Another important character whose supernatural powers are still credited is the "charmer." She is generally an elderly woman of good reputation, and supposed to be gifted with extraordinary powers, by means of which she performs wonderful feats of skill. By her incantations and mysterious ceremonies she stops blood, cures all manner of diseases, and is, in short, regarded as almost a miracle-worker. At the same time, however, it must not be imagined that she exercises her power gratuitously, as oftentimes her charges are very high, and it is only by patient saving that the poor can accumulate enough to satisfy her exorbitant demands. This kind of superstition has been already incidentally alluded to in the chapter on " Common Ailments; " and it is one that still holds its ground in our country districts. These supposed charmers, however, do not always make trade of their art; for, on the contrary, it is supposed by some of them that any offer of pecuniary remuneration would break the spell, and render the charm of no avail.

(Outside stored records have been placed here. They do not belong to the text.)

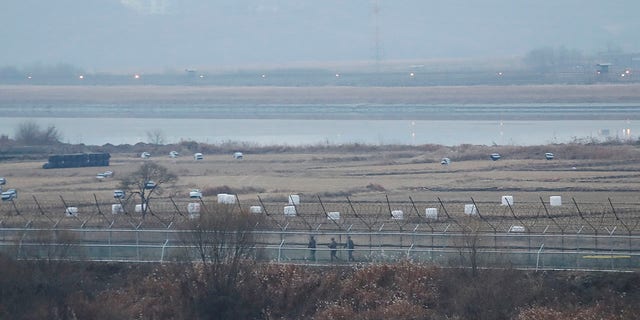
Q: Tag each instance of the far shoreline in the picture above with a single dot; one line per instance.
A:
(479, 94)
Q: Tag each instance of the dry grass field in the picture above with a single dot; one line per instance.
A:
(362, 175)
(595, 93)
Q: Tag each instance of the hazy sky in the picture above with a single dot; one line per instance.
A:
(103, 35)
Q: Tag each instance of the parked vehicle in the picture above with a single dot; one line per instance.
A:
(119, 194)
(195, 194)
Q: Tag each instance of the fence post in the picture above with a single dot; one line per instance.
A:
(538, 257)
(280, 250)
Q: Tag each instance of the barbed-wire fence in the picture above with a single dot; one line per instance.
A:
(541, 235)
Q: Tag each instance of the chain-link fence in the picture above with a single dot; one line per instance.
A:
(542, 235)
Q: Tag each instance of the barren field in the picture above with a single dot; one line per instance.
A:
(595, 93)
(362, 176)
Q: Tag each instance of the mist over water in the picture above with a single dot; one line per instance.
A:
(99, 131)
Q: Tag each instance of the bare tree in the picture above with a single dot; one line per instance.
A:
(223, 243)
(222, 236)
(146, 182)
(469, 243)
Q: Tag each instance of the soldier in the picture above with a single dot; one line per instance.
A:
(349, 245)
(312, 248)
(334, 249)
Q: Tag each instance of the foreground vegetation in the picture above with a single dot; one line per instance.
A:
(63, 290)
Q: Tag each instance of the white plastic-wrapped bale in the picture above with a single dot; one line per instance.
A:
(289, 210)
(294, 199)
(116, 208)
(397, 214)
(333, 215)
(193, 207)
(71, 211)
(195, 194)
(431, 213)
(224, 198)
(507, 200)
(230, 199)
(255, 209)
(470, 209)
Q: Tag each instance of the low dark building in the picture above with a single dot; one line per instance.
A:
(77, 160)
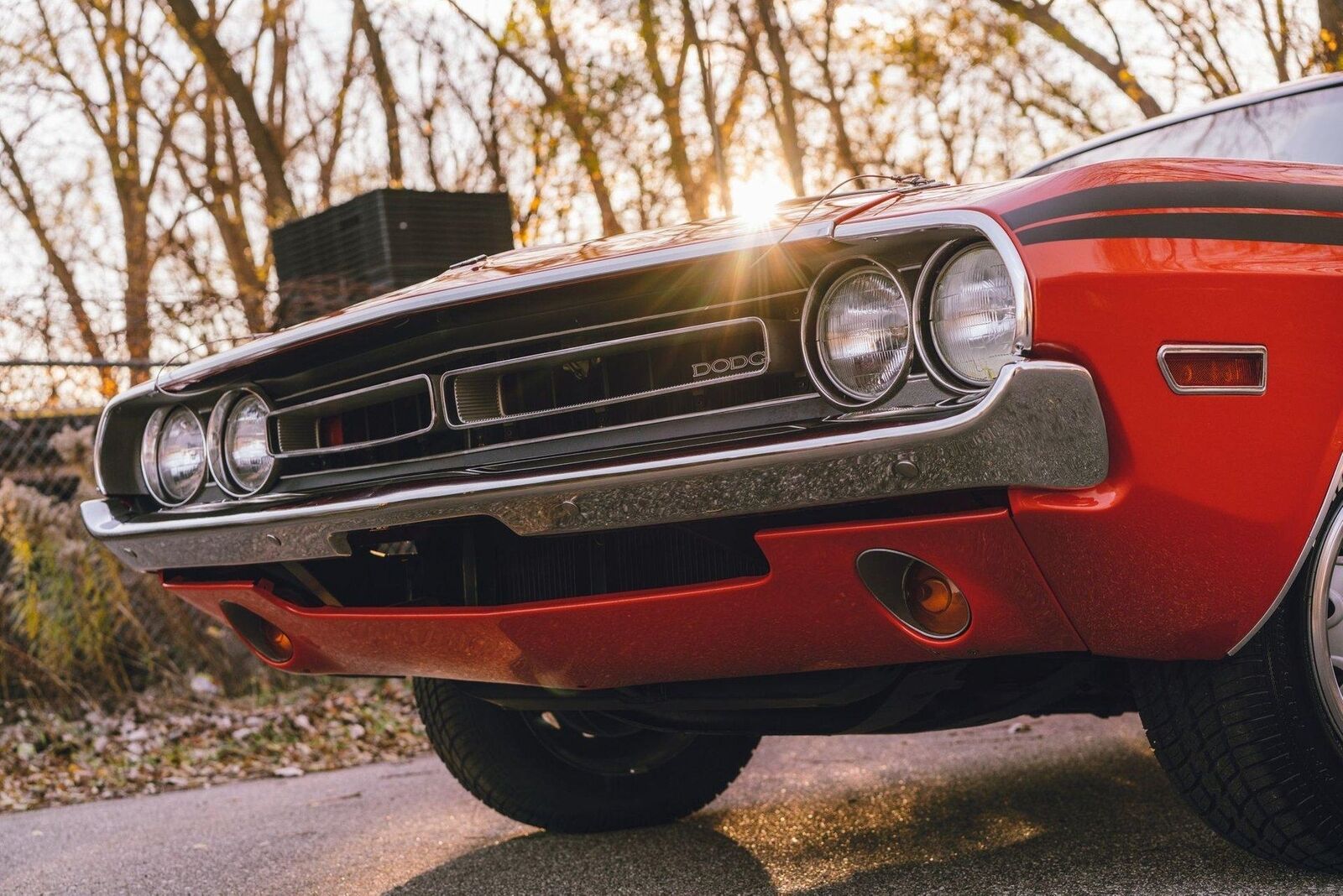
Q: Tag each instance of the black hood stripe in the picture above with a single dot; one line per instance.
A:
(1306, 197)
(1199, 226)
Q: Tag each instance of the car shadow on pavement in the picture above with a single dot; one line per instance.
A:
(1101, 821)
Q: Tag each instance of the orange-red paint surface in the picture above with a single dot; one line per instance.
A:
(810, 612)
(1179, 553)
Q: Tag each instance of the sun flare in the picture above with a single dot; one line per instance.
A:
(756, 197)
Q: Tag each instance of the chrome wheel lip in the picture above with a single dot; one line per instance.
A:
(1322, 655)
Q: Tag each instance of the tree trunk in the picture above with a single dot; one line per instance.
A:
(669, 96)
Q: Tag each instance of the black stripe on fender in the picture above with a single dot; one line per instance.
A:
(1197, 226)
(1306, 197)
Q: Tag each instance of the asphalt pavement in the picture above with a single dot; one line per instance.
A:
(1063, 805)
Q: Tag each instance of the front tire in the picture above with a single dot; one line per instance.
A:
(1255, 742)
(572, 773)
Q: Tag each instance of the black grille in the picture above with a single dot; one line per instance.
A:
(481, 562)
(375, 423)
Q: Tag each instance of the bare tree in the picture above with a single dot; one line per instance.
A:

Again, there is still an extensive belief in "second sight," certain persons being thought to possess the faculty of peeping into futurity, and revealing future events to their fellow-creatures. Many of the Highlanders lay claim to this power, which was called by the ancient Gaels "shadow-sight."
" Nor less availed his optic sleight, And Scottish gift of second-sight."
Sometimes, says Mr. Napier, the person fell into a trance, " in which state he saw visions; at other times the visions were seen without the trance condition. Should the seer see in a vision a certain person dressed in a shroud, this betokened that the death of that person would surely take place within a year. Should such a vision be seen in the morning, the person seen would die before that evening; should such a vision be seen in the afternoon, the person seen would die before next night; but if the vision were seen late in the evening, there was no particular time of death intimated, further than that it would take place within the year. Again, if the shroud did not cover the whole body, the fulfilment of the vision was at a great distance. If the vision were that of a man with a woman standing at his left hand, then that woman would be that man's wife, although they may both at the time of the vision be married to others.
The case is related of a man living near Blackpool who foretold death and evil events from his visions. Men of superior ability were credulous enough to visit him, and to give implicit faith to his marvellous stories.